The theme of the vindication of God and the justification of Israel in the eschaton as an eschatological hope of first century Jews runs underneath several passages on the resurrection. Especially poignant here is Martha and Jesus at the grave of Lazarus.
John 11:23: Jesus said to her, "Your brother will rise again." 24 Martha said to Him, "I know that he will rise again in the resurrection at the last day." 25 Jesus said to her, "I am the resurrection and the life. He who believes in Me, though he may die, he shall live. 26 "And whoever lives and believes in Me shall never die. Do you believe this?"
Martha believes, as did the party of the Pharisees (Acts 23:8), that the faithful will be raised to life on the last day. But Jesus now insists that in Himself, what is true of the end of history happens in the present. Jesus is not just a big talker here. He calls Lazarus from the tomb after he had already begun to decompose.
The apostles later got into trouble for “teaching the people and proclaiming in Jesus the resurrection from the dead” (evn tw/| VIhsou/ th.n avna,stasin th.n evk nekrw/n) (Acts 4:2). “In Jesus” is resurrection. What was to happen in the eschatos was now brought forward in middle of history.

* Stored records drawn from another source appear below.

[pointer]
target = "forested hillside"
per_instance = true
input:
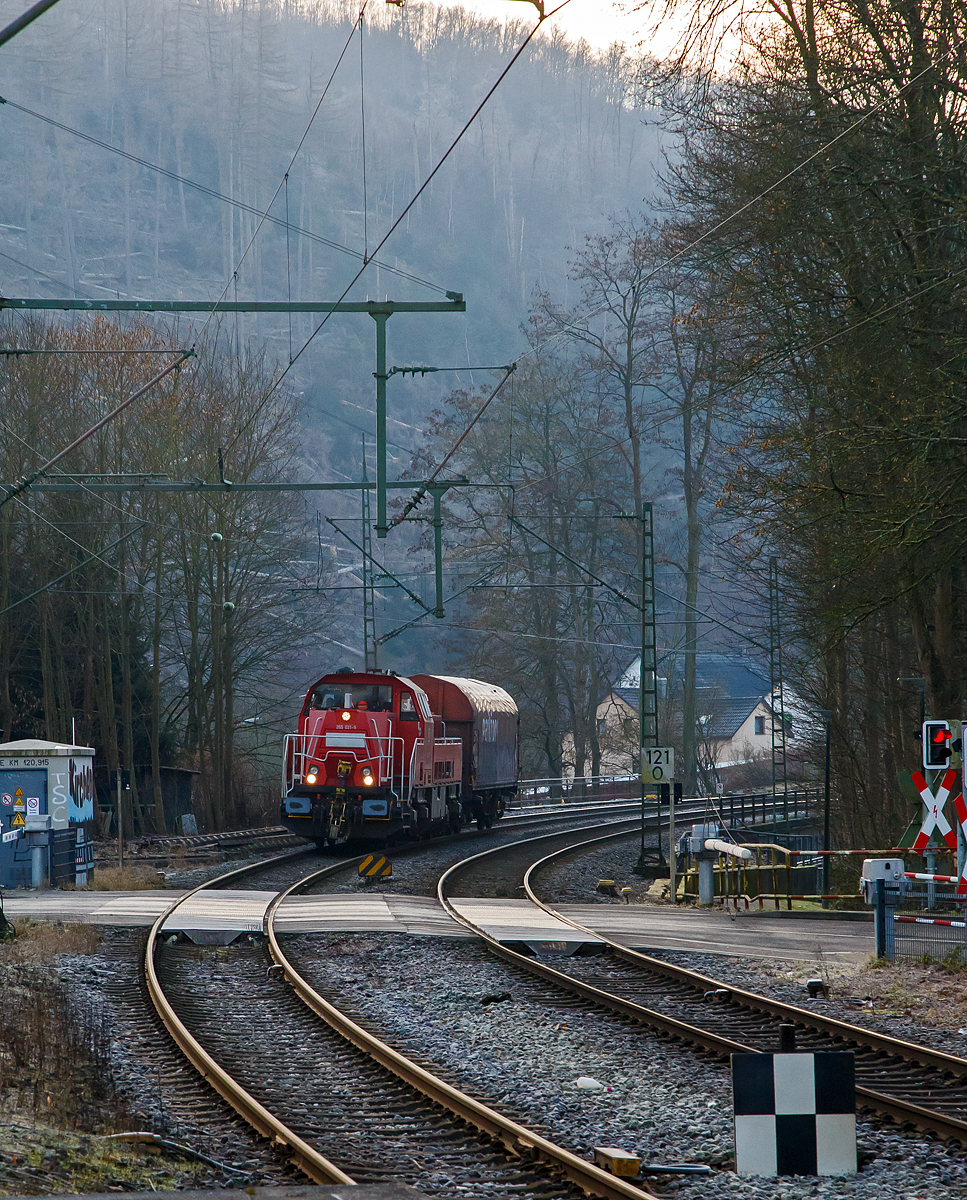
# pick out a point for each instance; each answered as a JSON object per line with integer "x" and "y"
{"x": 221, "y": 94}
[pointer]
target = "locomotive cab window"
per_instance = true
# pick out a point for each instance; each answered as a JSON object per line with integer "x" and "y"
{"x": 367, "y": 697}
{"x": 370, "y": 697}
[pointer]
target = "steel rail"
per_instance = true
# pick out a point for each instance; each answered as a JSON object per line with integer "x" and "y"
{"x": 515, "y": 1138}
{"x": 300, "y": 1153}
{"x": 900, "y": 1110}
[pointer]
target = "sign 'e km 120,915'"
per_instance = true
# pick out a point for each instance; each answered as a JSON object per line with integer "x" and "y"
{"x": 658, "y": 763}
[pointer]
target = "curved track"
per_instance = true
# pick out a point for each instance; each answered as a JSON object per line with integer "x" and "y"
{"x": 907, "y": 1083}
{"x": 539, "y": 1162}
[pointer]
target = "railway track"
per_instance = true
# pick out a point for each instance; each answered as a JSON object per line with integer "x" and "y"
{"x": 906, "y": 1083}
{"x": 379, "y": 1105}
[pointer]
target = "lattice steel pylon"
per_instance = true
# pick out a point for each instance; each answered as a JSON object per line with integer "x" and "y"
{"x": 778, "y": 697}
{"x": 368, "y": 591}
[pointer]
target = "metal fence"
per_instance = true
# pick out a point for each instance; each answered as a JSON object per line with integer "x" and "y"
{"x": 914, "y": 931}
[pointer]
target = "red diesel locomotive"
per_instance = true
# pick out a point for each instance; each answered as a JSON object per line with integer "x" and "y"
{"x": 379, "y": 756}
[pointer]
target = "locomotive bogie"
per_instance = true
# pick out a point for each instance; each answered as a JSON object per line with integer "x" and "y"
{"x": 372, "y": 759}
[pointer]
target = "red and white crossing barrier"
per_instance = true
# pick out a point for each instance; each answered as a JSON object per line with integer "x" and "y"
{"x": 932, "y": 921}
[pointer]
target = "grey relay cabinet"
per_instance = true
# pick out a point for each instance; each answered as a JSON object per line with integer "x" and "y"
{"x": 46, "y": 813}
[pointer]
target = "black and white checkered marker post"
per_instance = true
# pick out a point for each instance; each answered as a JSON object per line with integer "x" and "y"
{"x": 794, "y": 1114}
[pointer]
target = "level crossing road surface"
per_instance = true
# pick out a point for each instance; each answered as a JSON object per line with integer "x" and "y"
{"x": 641, "y": 927}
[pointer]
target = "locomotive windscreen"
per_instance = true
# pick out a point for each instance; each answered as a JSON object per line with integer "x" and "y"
{"x": 377, "y": 697}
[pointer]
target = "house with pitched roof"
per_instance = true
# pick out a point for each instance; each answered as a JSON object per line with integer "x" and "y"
{"x": 736, "y": 714}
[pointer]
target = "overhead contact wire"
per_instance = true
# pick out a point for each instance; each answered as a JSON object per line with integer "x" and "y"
{"x": 428, "y": 179}
{"x": 412, "y": 504}
{"x": 206, "y": 191}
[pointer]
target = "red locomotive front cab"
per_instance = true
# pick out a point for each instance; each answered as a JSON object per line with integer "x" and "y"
{"x": 366, "y": 762}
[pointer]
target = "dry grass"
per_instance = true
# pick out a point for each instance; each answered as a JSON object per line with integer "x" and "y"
{"x": 932, "y": 994}
{"x": 125, "y": 879}
{"x": 41, "y": 943}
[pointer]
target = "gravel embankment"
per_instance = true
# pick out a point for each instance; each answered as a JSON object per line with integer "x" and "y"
{"x": 665, "y": 1103}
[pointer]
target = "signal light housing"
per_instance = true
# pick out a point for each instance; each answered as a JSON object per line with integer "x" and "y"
{"x": 942, "y": 744}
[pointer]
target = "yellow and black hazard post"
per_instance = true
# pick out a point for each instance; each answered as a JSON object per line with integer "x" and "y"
{"x": 374, "y": 867}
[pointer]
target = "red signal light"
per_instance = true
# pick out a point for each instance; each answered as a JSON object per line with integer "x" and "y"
{"x": 937, "y": 748}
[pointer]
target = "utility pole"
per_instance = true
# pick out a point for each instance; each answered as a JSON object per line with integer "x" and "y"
{"x": 379, "y": 310}
{"x": 368, "y": 589}
{"x": 648, "y": 681}
{"x": 778, "y": 694}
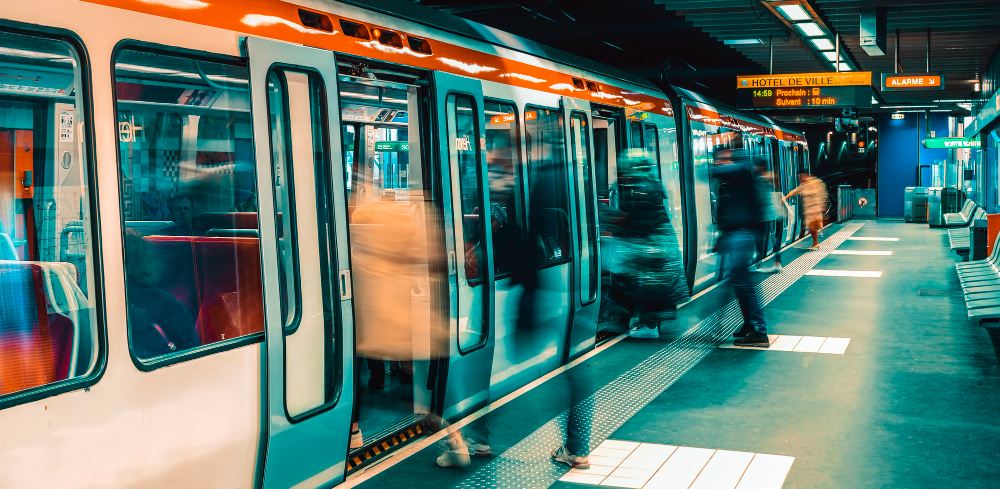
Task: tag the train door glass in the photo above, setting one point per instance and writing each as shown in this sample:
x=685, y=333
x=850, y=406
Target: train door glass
x=391, y=258
x=308, y=326
x=586, y=207
x=49, y=327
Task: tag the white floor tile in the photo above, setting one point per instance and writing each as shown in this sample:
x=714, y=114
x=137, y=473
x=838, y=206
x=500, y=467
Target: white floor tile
x=623, y=482
x=599, y=460
x=595, y=470
x=642, y=464
x=723, y=471
x=809, y=344
x=621, y=453
x=785, y=342
x=621, y=445
x=766, y=472
x=643, y=474
x=836, y=346
x=582, y=478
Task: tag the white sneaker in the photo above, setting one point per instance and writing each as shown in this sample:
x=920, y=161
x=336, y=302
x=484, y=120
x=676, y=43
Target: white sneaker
x=644, y=333
x=454, y=455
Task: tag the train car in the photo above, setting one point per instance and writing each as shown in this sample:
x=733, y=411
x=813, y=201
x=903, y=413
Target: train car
x=225, y=225
x=707, y=126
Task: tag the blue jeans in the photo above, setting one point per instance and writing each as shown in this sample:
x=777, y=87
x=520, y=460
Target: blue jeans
x=737, y=247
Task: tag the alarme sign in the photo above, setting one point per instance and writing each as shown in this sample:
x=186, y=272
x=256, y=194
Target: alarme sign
x=899, y=82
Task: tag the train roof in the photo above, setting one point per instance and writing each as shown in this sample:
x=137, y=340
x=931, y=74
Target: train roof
x=436, y=19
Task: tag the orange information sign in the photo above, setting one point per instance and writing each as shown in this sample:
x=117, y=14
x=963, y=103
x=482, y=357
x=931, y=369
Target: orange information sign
x=859, y=78
x=894, y=82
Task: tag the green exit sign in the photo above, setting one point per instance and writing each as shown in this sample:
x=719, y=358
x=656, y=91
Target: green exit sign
x=392, y=146
x=951, y=143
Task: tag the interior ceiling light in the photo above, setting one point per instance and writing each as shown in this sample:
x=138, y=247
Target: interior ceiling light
x=743, y=42
x=810, y=29
x=794, y=12
x=823, y=44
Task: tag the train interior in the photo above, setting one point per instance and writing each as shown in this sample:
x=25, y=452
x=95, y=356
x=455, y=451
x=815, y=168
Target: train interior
x=391, y=224
x=49, y=331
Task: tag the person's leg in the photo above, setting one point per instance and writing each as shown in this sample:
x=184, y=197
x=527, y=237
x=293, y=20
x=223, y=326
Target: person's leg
x=740, y=247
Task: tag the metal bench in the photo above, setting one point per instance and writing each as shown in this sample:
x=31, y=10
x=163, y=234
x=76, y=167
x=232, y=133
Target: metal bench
x=980, y=282
x=960, y=238
x=962, y=218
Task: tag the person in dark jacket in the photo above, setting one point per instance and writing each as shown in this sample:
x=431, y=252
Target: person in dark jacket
x=650, y=280
x=740, y=214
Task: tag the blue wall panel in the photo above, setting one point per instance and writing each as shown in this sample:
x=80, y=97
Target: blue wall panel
x=897, y=159
x=899, y=152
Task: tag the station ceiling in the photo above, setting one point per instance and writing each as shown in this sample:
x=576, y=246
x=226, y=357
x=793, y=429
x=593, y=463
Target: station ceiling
x=685, y=41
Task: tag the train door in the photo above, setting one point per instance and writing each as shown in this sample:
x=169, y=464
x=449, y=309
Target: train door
x=587, y=269
x=308, y=381
x=395, y=247
x=468, y=240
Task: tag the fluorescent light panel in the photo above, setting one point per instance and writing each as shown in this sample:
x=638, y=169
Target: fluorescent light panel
x=810, y=29
x=794, y=12
x=743, y=42
x=823, y=44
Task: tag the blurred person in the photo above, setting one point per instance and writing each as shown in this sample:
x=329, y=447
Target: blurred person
x=181, y=213
x=814, y=201
x=649, y=281
x=740, y=207
x=158, y=322
x=575, y=451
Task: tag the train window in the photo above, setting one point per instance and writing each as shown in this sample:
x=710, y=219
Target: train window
x=548, y=191
x=188, y=203
x=300, y=167
x=48, y=316
x=579, y=131
x=635, y=135
x=464, y=151
x=652, y=145
x=503, y=168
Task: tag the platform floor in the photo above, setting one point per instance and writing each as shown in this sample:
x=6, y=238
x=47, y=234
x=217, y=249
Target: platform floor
x=911, y=401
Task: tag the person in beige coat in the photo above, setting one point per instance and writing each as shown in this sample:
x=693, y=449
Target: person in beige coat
x=814, y=201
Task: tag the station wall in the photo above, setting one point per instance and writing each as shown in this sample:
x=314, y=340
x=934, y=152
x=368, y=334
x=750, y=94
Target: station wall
x=900, y=154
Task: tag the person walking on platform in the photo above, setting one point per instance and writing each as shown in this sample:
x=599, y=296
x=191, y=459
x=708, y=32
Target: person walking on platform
x=814, y=201
x=740, y=212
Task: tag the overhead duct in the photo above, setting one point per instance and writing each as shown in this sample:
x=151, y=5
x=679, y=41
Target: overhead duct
x=873, y=30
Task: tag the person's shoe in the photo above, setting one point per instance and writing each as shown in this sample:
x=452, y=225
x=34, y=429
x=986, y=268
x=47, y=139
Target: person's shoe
x=562, y=455
x=454, y=455
x=753, y=339
x=357, y=441
x=644, y=333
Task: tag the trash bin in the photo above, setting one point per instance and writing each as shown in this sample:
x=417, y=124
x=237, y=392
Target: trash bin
x=978, y=239
x=935, y=214
x=915, y=204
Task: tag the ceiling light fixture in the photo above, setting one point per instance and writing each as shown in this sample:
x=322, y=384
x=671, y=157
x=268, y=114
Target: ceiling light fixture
x=743, y=42
x=823, y=44
x=810, y=29
x=794, y=12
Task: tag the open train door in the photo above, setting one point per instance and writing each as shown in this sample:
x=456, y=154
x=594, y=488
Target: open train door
x=308, y=383
x=468, y=239
x=587, y=261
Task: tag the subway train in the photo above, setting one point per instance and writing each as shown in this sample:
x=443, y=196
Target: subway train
x=229, y=230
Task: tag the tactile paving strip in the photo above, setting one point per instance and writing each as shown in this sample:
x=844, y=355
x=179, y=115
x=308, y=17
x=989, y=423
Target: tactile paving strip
x=528, y=465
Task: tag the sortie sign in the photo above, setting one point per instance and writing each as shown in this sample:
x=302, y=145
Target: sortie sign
x=860, y=78
x=951, y=143
x=900, y=82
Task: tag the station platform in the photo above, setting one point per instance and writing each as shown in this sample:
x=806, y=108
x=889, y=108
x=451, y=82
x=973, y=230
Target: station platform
x=875, y=378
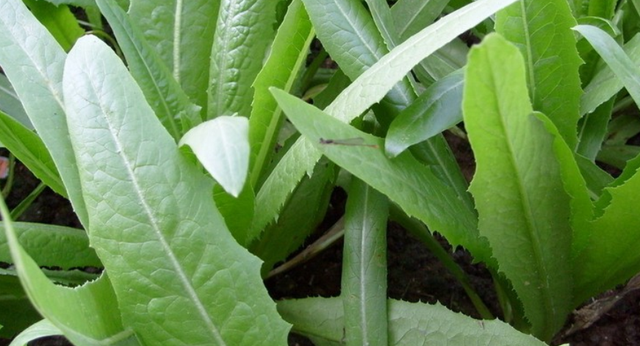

While some of this has become of late controversial in evangelical and Reformed circles, in fact it was not always so. I have had the The New Dictionary of Theology in my library since its publication in 1988. This volume is edited by none other than noted evangelicals David F. Wright, Sinclair B. Ferguson, and J.I. Packer and published by IVP. In light of all this it has an amazingly prescient article on Justification which states the following:
JUSTIFICATION denotes, primarily, that action in the lawcourt whereby a judge upholds the case of one party in dispute before him (in the Hebrew lawcourt, where the image originates, all cases consist of an accuser and a defendant, there being no public prosecutor). Having heard the case, the judge finds in favour of one party, and thereby ‘justifies’ him: if he finds for the defendant, this action has the force of ‘acquittal’. The person justified is described as ‘just’, ‘righteous’ (on the terminology, see Righteousness), not as a description of moral character but as a statement of his status before the court (which will, ideally, be matched by character, but that is not the point).
Since this lawcourt imagery is used in Scripture to elucidate God’s dealings with Israel, his covenant people, ‘justification’ comes to denote God’s action in restoring the fortunes of Israel after she has been oppressed: it is as though Israel, or a faithful individual within Israel, is the innocent defendant in a trial (see Pss. 43:1; 135:14; Is. 50:8; Lk. 18:7), whose cause will be upheld by the righteous covenant God. As Israel’s troubles increase in the period after the exile, it becomes increasingly clear that what is needed is a final day of judgment, when God will right all wrongs, and vindicate his people, once and for all. This notion, which is closely correlated with the hope of resurrection (God’s vindication of Israel after her suffering) is staunchly upheld in the NT. [online here]
Incidently, this article was written by N.T. Wright. It apparently found favor in the eyes of Ferguson and Packer, then. Though today he seems to have fallen out of their favor on these matters.
Let me affirm then the following. It is only the work of Christ that makes us right with God. While it is true that Christ was fully and perfectly obedience to all the demands of righteousness and the Law, it is not this which plays the key role in our acceptance. His obedience to the Law and His submission to the Father made Him an acceptable sacrifice. He was a spotless lamb. But it is in being a sacrificial lamb that sin is taken away and righteousness is imputed. This accomplishment is focused on removing our guilty charge by Christ’s substitutionary sacrifice. We are acquitted because of our Messiah’s death and because of His resurrection we are certain of his eschatological verdict. All therefore who are united to Him by faith can rest in Jesus for their full acceptance.